Quarta-Feira, 18 de setembro de 2019
29-08-2019
Ensino a distância em cursos de saúde divide opiniões em audiência

Com informações da Câmara dos Deputados (extraídas da reportagem de Naum Giló, editada por Roberto Seabra)

A oferta do Ensino a Distância (EaD) em cursos da área de saúde dividiu opiniões durante audiência pública promovida em 27/08, pela Comissão de Seguridade Social e Família da Câmara dos Deputados. Representantes de entidades de classe, associações e do Ministério da Educação compareceram à reunião para tratar do assunto.

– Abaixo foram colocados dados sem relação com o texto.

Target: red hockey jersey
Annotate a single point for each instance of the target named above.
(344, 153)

O representante do Ministério da Educação, Marcos Heleno Guerson de Oliveira Júnior, citou duas metas do Plano Nacional de Educação (PNE): aumentar a escolaridade da população excluída e elevar a taxa bruta de matrículas na educação superior, para justificar os investimentos em EaD. Segundo ele, dados do Instituto Nacional de Estudos e Pesquisas Educacionais Anísio Teixeira (Inep), de 2017, mostram que 39% dos jovens entre 18 e 24 anos tinham o ensino médio completo e estavam fora da universidade.

Aprendizado

A vice-presidente da Associação Nacional das Universidades Particulares (Anup), Elizabeth Guedes, defendeu a modalidade de ensino para os cursos de graduação da área da saúde e afirmou que os jovens de hoje não podem ser condenados ao mesmo modelo de aprendizado que as gerações passadas tiveram.

Ela ressaltou que, exceto nos casos das aulas práticas, o EaD é vantajoso por promover a inclusão de pessoas que moram em lugares onde não há instituições de ensino superior.

A modalidade de ensino também foi defendida pelo presidente da Associação Brasileira de Educação a Distância (Abed), Frederic Michael Litto. O professor emérito da Universidade de São Paulo (USP) lembrou que esse modelo não é novidade no Brasil, que teve o seu primeiro curso por correspondência ainda nos anos 1970.

CFMV defende a qualidade

O presidente do Conselho Federal de Medicina Veterinária (CFMV), Francisco Cavalcanti de Almeida, afirmou que a resolução que prevê punição aos médicos-veterinários que dessem aula em cursos a distância, foi baixada porque a prática fere a ética e as diretrizes curriculares.

"Nosso trabalho é pela qualidade de ensino e não pela quantidade", apontou. Segundo Almeida, existem atualmente 12 cursos de Medicina Veterinária a distância, oferecendo 39 mil vagas no Brasil. Assessora da presidência do Conselho Federal de Farmácia, Zilamar Camargo Costa sustentou que a entidade não é contra o EaD, mas que discorda da forma que a modalidade vem sendo desenvolvida na área da saúde. Ela assinalou que houve, em dois anos, um aumento de 295% no número de vagas de cursos a distância na área e que a criação dessas vagas não teve critérios. Legislação Em 2017, o Ministério da Educação regulamentou o ensino a distância no Brasil. O Decreto 9.057/17 determinou que as instituições podem oferecer cursos sem a oferta simultânea de cursos presenciais.